Data kekayaan itu kembali diangkat ketika perdebatan mengenai latar belakang keluarga Arya menguat. Sebagian warganet menilai temuan tersebut tidak sejalan dengan narasi kehidupan sederhana yang sebelumnya sempat disampaikan Dwi di media sosial.

BACA JUGA:Polemik Alumni LPDP dan Paspor Asing Anak, DPR Minta Pengawasan Pascastudi Diperketat

“The plot thickens. Mba Sasetyaningtyas bilang dia dan suami itu dulu hidup susah dulu. Tapi jengjengjeng kenapa pas gue deep dive gue nemu kalo ternyata mertua alias bokap suaminya itu pejabat tinggi kementerian ya?cmana langganan KPK lagi.” tulis seorang pengguna media sosial dalam unggahannya.

Dari Unggahan Paspor ke Penelusuran Keluarga

Polemik bermula dari unggahan Dwi mengenai paspor Inggris anaknya. Unggahan itu memantik diskusi panjang tentang nasionalisme dan kewajiban pengabdian penerima beasiswa negara. Arya yang merupakan alumni LPDP dan kini berkarier di Inggris menjadi sasaran pertanyaan publik.

Seiring sorotan yang menguat, warganet mulai menelusuri riwayat pendidikan, pekerjaan, hingga latar belakang keluarga Arya. Nama Syukur kemudian mencuat bersama rekam jejaknya di pemerintahan dan sejumlah posisi strategis lain.

Selain pernah menjadi Sekretaris Jenderal, Syukur juga diketahui sempat menjabat Direktur Jenderal Peternakan dan Kesehatan Hewan serta Kepala Badan Karantina Pertanian. Dalam beberapa laporan, ia disebut terlibat di sektor industri gula dan pernah memimpin organisasi produsen gula nasional.

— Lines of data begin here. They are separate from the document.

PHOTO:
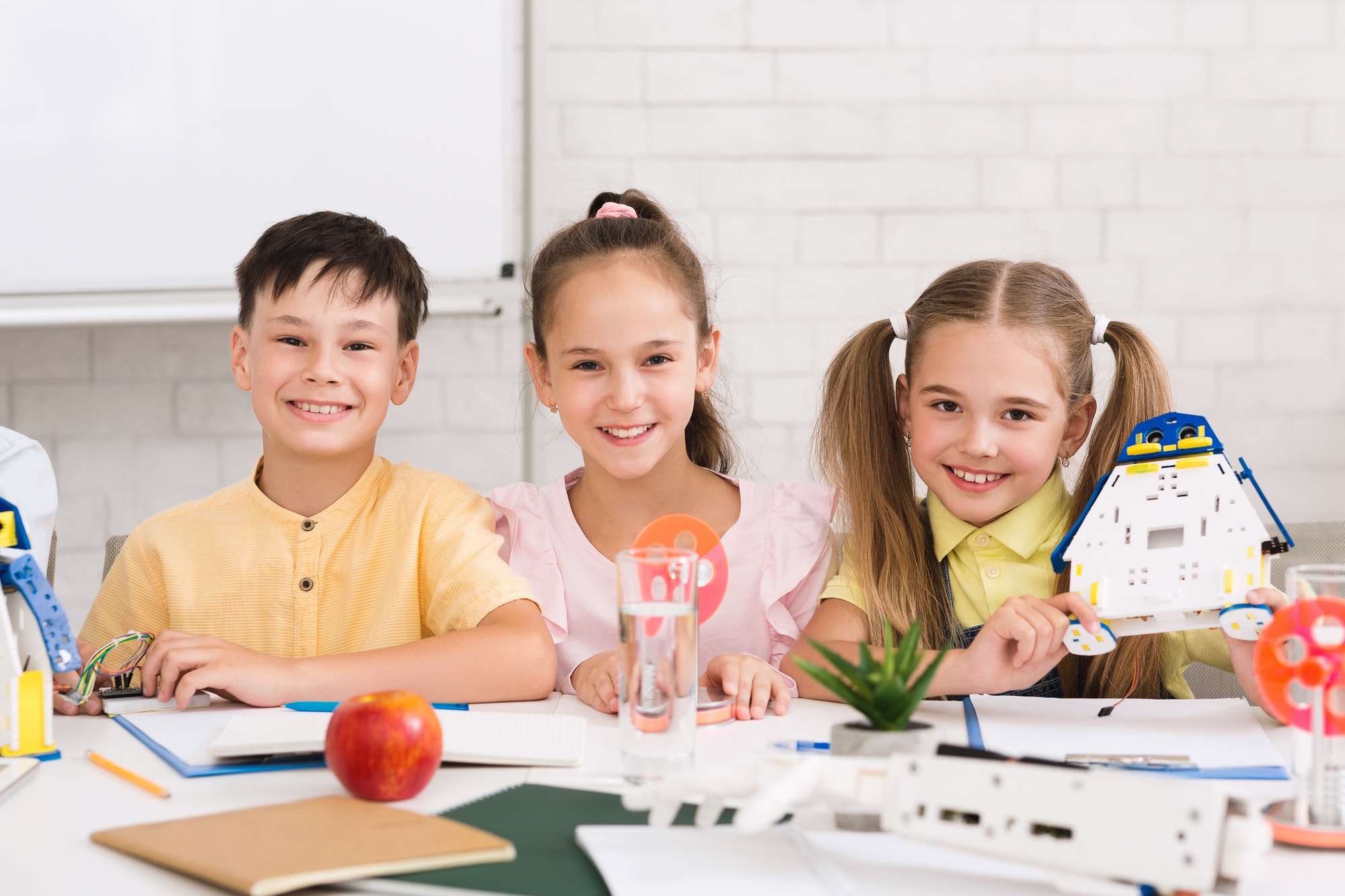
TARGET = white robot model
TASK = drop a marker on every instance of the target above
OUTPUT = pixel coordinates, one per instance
(1093, 829)
(1169, 541)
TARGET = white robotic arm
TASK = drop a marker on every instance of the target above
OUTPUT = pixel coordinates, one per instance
(1125, 826)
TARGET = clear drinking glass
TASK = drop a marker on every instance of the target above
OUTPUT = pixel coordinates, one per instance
(1320, 760)
(657, 663)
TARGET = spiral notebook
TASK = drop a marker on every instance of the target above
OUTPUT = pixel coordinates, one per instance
(475, 737)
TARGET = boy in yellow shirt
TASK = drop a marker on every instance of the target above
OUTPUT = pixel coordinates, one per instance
(329, 572)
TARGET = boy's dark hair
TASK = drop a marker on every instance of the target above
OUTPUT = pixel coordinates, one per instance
(352, 247)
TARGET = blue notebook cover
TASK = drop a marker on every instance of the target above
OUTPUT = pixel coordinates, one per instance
(279, 763)
(1233, 772)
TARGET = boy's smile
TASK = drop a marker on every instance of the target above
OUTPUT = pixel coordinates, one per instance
(322, 370)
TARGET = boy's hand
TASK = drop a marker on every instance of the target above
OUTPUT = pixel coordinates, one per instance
(181, 663)
(1242, 651)
(1022, 642)
(753, 681)
(595, 681)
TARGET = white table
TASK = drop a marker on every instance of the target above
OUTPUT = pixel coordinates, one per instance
(46, 822)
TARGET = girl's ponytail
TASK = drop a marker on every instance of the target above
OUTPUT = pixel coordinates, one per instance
(861, 450)
(1140, 391)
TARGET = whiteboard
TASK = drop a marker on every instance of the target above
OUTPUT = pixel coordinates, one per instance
(146, 145)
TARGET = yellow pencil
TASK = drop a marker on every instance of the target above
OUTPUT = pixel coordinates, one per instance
(143, 783)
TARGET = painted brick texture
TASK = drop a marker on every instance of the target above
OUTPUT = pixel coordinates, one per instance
(1184, 159)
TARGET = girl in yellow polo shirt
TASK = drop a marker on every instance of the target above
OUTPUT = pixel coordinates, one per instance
(996, 399)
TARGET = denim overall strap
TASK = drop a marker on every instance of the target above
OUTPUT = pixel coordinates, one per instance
(962, 638)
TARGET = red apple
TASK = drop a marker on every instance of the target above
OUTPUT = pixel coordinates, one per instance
(385, 745)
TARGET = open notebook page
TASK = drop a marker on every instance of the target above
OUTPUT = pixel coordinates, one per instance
(1214, 733)
(479, 737)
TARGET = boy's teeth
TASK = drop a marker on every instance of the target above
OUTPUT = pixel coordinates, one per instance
(627, 434)
(319, 409)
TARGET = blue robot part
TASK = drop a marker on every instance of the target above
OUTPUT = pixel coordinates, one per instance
(1174, 435)
(1171, 435)
(52, 618)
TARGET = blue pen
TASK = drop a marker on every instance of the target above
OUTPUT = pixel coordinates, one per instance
(804, 745)
(325, 706)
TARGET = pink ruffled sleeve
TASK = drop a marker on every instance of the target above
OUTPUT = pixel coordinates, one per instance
(797, 560)
(520, 520)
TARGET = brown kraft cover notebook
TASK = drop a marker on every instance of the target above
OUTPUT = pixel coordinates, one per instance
(276, 849)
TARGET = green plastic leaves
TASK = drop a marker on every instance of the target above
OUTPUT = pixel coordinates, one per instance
(882, 690)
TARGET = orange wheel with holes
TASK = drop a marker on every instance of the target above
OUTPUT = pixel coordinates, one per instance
(1304, 645)
(689, 533)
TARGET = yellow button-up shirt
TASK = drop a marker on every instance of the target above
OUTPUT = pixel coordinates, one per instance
(1011, 556)
(404, 555)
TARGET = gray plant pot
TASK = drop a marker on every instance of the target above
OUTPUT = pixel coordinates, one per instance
(860, 739)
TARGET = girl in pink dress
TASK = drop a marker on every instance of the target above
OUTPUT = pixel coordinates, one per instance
(626, 354)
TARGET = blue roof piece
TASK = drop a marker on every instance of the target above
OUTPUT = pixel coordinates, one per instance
(1169, 435)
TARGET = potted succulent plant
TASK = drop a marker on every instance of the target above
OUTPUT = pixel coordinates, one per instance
(887, 697)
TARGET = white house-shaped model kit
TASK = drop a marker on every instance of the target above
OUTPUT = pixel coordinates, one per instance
(1169, 541)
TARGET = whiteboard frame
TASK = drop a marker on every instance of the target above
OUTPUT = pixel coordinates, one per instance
(471, 298)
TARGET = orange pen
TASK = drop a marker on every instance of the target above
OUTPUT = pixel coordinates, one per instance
(143, 783)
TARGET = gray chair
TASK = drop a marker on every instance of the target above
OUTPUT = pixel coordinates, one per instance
(1321, 542)
(111, 551)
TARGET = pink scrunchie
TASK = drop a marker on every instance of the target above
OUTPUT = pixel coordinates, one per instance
(617, 210)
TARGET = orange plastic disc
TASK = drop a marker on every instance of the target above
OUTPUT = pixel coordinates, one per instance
(1303, 646)
(689, 533)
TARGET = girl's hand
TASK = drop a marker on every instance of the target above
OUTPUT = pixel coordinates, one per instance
(595, 681)
(753, 681)
(1242, 651)
(1022, 642)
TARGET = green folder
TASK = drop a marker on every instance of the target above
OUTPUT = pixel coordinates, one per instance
(541, 823)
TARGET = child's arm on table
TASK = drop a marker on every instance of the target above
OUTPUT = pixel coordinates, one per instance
(1242, 651)
(595, 681)
(458, 666)
(1020, 643)
(753, 681)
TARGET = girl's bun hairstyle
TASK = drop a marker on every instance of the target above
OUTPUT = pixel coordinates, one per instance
(861, 450)
(653, 239)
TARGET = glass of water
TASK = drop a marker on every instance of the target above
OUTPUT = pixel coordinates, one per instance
(657, 663)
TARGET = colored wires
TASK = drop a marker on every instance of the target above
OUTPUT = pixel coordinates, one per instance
(120, 677)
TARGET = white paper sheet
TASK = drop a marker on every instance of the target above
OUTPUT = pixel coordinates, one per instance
(785, 861)
(189, 733)
(475, 736)
(1215, 733)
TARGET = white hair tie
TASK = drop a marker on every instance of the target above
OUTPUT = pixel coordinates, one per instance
(1100, 330)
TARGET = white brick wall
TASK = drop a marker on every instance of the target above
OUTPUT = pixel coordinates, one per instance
(1186, 159)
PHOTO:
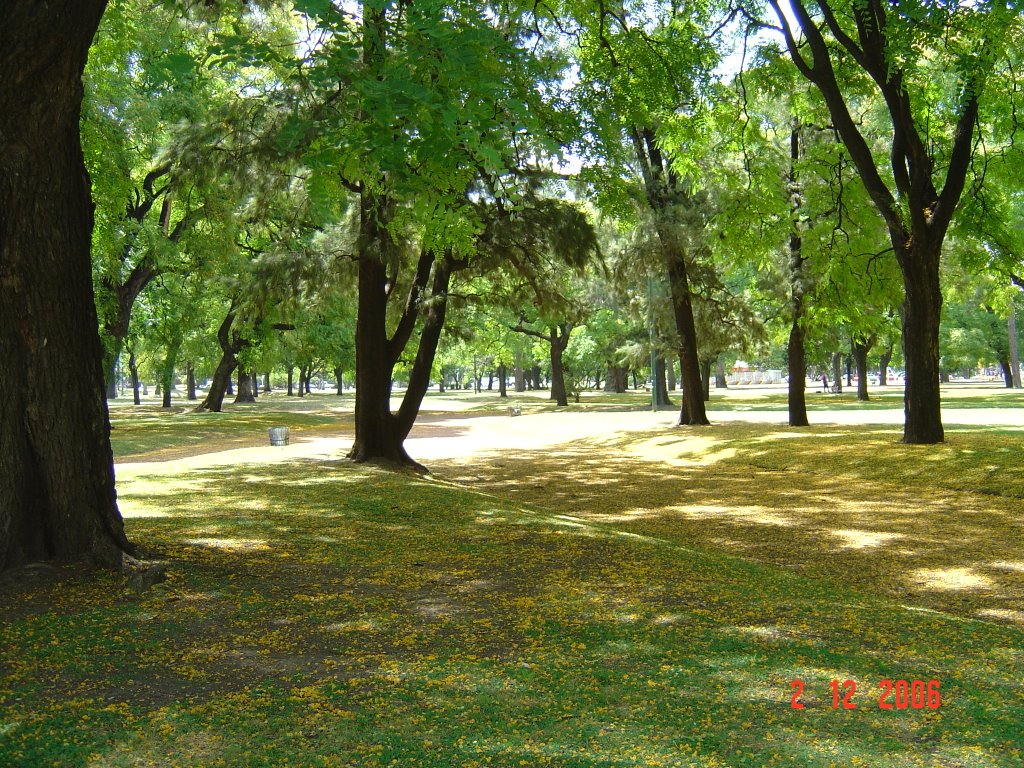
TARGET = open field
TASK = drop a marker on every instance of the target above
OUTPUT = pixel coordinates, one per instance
(585, 588)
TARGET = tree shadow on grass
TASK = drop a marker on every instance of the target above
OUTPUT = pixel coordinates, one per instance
(837, 503)
(320, 610)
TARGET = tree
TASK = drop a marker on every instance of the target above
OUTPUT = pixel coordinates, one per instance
(644, 74)
(906, 50)
(56, 468)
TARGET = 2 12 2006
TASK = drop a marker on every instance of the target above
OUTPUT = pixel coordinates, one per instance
(895, 694)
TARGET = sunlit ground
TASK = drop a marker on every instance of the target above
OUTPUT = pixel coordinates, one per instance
(586, 589)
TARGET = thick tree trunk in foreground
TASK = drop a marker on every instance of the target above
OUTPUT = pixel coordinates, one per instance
(796, 352)
(190, 381)
(1008, 374)
(838, 372)
(706, 380)
(244, 390)
(220, 385)
(922, 313)
(797, 368)
(133, 370)
(558, 337)
(1015, 357)
(720, 380)
(662, 383)
(56, 468)
(916, 213)
(664, 190)
(887, 355)
(860, 349)
(380, 434)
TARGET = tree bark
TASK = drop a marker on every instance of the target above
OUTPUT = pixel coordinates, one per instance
(56, 468)
(720, 381)
(1008, 374)
(860, 349)
(167, 372)
(663, 190)
(706, 380)
(887, 355)
(133, 370)
(1015, 358)
(660, 381)
(190, 381)
(796, 351)
(244, 390)
(558, 337)
(229, 346)
(520, 379)
(918, 215)
(922, 313)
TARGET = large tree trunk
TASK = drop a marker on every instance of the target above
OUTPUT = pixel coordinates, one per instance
(558, 337)
(887, 355)
(664, 190)
(167, 372)
(706, 380)
(1008, 374)
(190, 381)
(244, 390)
(379, 433)
(1015, 357)
(720, 381)
(56, 468)
(922, 313)
(692, 412)
(860, 349)
(220, 385)
(660, 383)
(796, 352)
(838, 372)
(112, 355)
(133, 370)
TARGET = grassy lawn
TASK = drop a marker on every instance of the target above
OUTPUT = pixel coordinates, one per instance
(643, 600)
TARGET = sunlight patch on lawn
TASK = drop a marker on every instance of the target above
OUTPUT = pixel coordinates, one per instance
(752, 514)
(854, 539)
(1004, 614)
(231, 545)
(950, 580)
(687, 451)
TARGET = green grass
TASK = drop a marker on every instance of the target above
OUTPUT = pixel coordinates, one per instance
(139, 432)
(320, 613)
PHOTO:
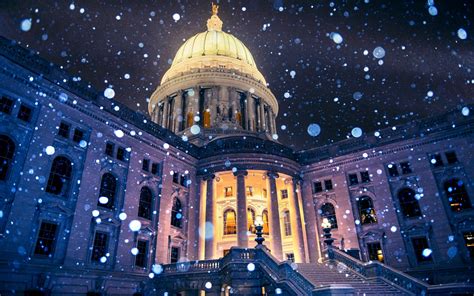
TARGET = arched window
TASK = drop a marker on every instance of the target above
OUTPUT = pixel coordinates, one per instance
(457, 195)
(408, 203)
(145, 206)
(251, 220)
(328, 212)
(366, 210)
(287, 222)
(7, 150)
(59, 176)
(176, 213)
(108, 189)
(230, 223)
(266, 228)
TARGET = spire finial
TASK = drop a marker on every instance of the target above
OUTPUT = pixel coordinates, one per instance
(214, 23)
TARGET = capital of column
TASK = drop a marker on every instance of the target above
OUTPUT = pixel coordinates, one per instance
(241, 173)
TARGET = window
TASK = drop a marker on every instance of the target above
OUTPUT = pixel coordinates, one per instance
(249, 191)
(109, 149)
(457, 195)
(408, 203)
(328, 185)
(146, 165)
(436, 160)
(99, 249)
(228, 191)
(317, 187)
(176, 213)
(78, 135)
(364, 177)
(469, 240)
(46, 239)
(145, 205)
(24, 113)
(174, 255)
(155, 168)
(108, 188)
(366, 210)
(287, 222)
(328, 212)
(353, 179)
(6, 105)
(121, 153)
(290, 257)
(141, 257)
(230, 223)
(422, 250)
(406, 168)
(60, 176)
(63, 130)
(375, 252)
(451, 157)
(7, 151)
(266, 228)
(392, 170)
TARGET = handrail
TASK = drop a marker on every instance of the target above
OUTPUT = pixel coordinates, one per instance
(376, 269)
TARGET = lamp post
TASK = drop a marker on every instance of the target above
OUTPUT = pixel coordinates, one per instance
(328, 240)
(258, 231)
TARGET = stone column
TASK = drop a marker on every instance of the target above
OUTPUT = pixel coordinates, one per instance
(209, 237)
(274, 219)
(242, 227)
(298, 241)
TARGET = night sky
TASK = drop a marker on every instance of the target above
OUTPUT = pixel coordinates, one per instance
(317, 79)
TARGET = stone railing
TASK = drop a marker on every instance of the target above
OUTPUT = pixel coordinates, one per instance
(376, 269)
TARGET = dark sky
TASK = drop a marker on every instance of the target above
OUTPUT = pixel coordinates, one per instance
(427, 68)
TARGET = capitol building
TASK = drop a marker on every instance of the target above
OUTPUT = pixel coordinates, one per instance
(98, 199)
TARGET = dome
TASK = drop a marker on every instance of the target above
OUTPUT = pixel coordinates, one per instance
(213, 49)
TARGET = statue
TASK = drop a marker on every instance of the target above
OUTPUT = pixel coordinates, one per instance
(215, 9)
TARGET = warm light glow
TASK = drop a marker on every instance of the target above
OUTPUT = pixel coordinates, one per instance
(258, 220)
(326, 223)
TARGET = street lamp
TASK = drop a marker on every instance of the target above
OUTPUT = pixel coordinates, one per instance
(258, 230)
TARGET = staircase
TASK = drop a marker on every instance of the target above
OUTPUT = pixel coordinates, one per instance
(326, 274)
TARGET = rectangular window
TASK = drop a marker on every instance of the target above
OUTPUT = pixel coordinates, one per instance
(6, 105)
(121, 153)
(155, 168)
(406, 168)
(78, 135)
(99, 249)
(392, 170)
(109, 149)
(328, 185)
(146, 165)
(174, 255)
(63, 130)
(317, 187)
(375, 251)
(422, 250)
(436, 160)
(353, 179)
(24, 113)
(46, 239)
(451, 157)
(142, 256)
(364, 177)
(228, 191)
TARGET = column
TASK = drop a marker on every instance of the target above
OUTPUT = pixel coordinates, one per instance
(242, 227)
(298, 241)
(209, 237)
(274, 219)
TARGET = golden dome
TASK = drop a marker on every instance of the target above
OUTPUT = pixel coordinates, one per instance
(213, 49)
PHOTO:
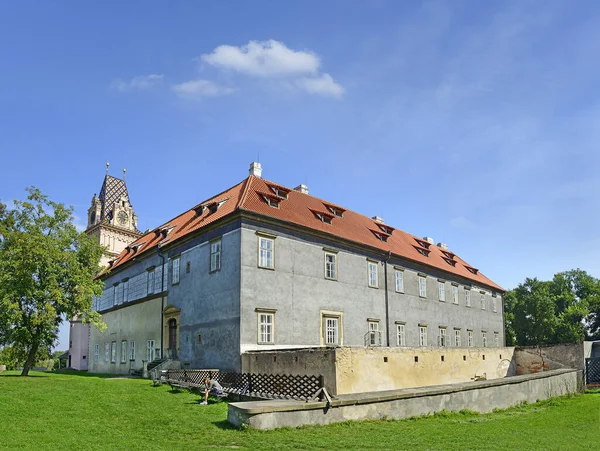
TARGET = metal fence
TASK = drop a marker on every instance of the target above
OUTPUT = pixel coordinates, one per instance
(273, 386)
(592, 371)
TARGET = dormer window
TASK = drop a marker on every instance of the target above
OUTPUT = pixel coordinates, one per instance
(272, 201)
(279, 191)
(382, 236)
(424, 244)
(472, 270)
(336, 211)
(422, 251)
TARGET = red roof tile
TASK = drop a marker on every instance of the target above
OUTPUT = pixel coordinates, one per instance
(298, 209)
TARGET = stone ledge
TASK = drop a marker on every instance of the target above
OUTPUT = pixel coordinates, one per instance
(257, 407)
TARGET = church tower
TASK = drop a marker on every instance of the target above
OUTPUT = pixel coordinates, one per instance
(111, 218)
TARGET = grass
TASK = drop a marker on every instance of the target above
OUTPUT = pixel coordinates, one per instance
(73, 410)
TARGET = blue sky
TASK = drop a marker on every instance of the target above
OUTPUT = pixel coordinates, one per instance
(472, 122)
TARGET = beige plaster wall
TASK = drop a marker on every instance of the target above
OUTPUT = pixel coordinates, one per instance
(365, 369)
(137, 322)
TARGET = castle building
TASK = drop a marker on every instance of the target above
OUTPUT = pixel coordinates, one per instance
(261, 266)
(112, 220)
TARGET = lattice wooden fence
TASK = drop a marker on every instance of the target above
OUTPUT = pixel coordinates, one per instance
(274, 386)
(592, 371)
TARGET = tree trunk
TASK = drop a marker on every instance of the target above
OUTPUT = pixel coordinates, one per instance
(30, 359)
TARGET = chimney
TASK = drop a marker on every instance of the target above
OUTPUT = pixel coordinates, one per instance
(255, 169)
(302, 188)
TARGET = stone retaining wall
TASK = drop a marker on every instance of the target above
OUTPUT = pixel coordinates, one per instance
(483, 397)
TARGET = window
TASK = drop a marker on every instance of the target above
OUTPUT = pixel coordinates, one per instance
(126, 290)
(266, 327)
(265, 257)
(330, 266)
(215, 255)
(175, 275)
(373, 274)
(331, 330)
(150, 350)
(132, 351)
(422, 335)
(399, 281)
(443, 341)
(422, 287)
(401, 335)
(151, 281)
(373, 333)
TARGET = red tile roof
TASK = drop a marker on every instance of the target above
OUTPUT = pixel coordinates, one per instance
(298, 209)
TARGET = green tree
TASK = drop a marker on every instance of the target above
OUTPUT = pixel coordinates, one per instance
(47, 272)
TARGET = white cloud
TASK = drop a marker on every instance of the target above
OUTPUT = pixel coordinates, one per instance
(323, 85)
(200, 88)
(137, 83)
(265, 59)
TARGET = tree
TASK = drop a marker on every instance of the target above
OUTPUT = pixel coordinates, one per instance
(47, 272)
(563, 310)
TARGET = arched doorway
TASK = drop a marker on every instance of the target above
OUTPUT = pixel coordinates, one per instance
(172, 337)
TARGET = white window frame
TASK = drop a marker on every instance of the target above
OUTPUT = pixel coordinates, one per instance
(443, 342)
(266, 328)
(175, 270)
(215, 255)
(150, 282)
(150, 350)
(337, 320)
(266, 254)
(331, 266)
(373, 333)
(125, 290)
(123, 351)
(422, 286)
(422, 335)
(132, 351)
(399, 281)
(457, 338)
(372, 274)
(401, 334)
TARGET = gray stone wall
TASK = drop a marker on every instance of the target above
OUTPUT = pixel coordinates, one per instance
(298, 290)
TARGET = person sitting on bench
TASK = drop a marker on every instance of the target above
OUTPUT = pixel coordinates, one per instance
(211, 386)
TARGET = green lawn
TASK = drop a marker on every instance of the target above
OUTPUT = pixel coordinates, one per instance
(66, 411)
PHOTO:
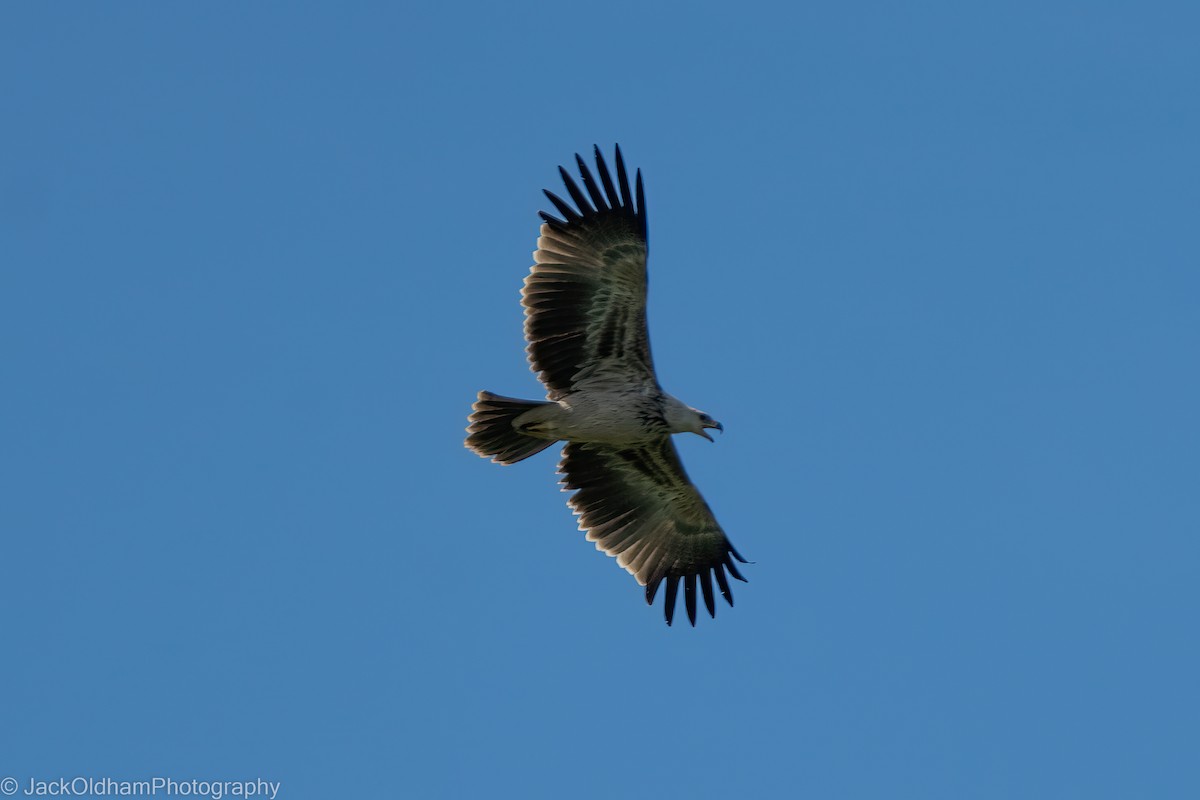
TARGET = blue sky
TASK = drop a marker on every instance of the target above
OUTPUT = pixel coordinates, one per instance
(934, 265)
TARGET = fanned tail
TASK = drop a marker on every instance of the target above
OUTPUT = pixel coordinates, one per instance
(491, 432)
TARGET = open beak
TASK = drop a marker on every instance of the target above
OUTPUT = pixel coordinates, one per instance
(714, 423)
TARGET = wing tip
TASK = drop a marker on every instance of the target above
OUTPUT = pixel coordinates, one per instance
(607, 197)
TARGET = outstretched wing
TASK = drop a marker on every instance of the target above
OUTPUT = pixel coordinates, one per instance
(585, 296)
(637, 505)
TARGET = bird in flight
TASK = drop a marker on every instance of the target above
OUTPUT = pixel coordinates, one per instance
(585, 306)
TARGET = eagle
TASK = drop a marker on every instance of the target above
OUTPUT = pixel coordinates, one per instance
(585, 323)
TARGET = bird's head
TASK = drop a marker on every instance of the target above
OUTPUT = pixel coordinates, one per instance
(705, 421)
(685, 419)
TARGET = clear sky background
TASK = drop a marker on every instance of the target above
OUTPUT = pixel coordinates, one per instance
(934, 265)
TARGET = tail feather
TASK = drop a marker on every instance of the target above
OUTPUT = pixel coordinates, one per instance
(491, 432)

Jejak jabatan tersebut memicu perdebatan baru. Sebagian warganet mempertanyakan kesesuaian antara kondisi ekonomi keluarga dengan narasi yang beredar sebelumnya. Perbincangan berkembang dari isu personal menjadi diskusi mengenai transparansi dan konsistensi pernyataan di ruang publik.

BACA JUGA:Upaya Penerobosan di Rumah Donald Trump Berujung Tembakan, Pria Bersenjata Tewas di Tempat

Di sisi lain, belum ada keterangan langsung dari pihak keluarga terkait perbandingan narasi tersebut dengan data yang beredar.

Isu lain yang ikut mengemuka adalah kewajiban pengabdian penerima beasiswa LPDP yang dikenal dengan skema 2N+1. Informasi yang beredar menyebut Arya menempuh pendidikan magister hingga doktoral di Belanda dan diduga belum kembali menetap di Indonesia.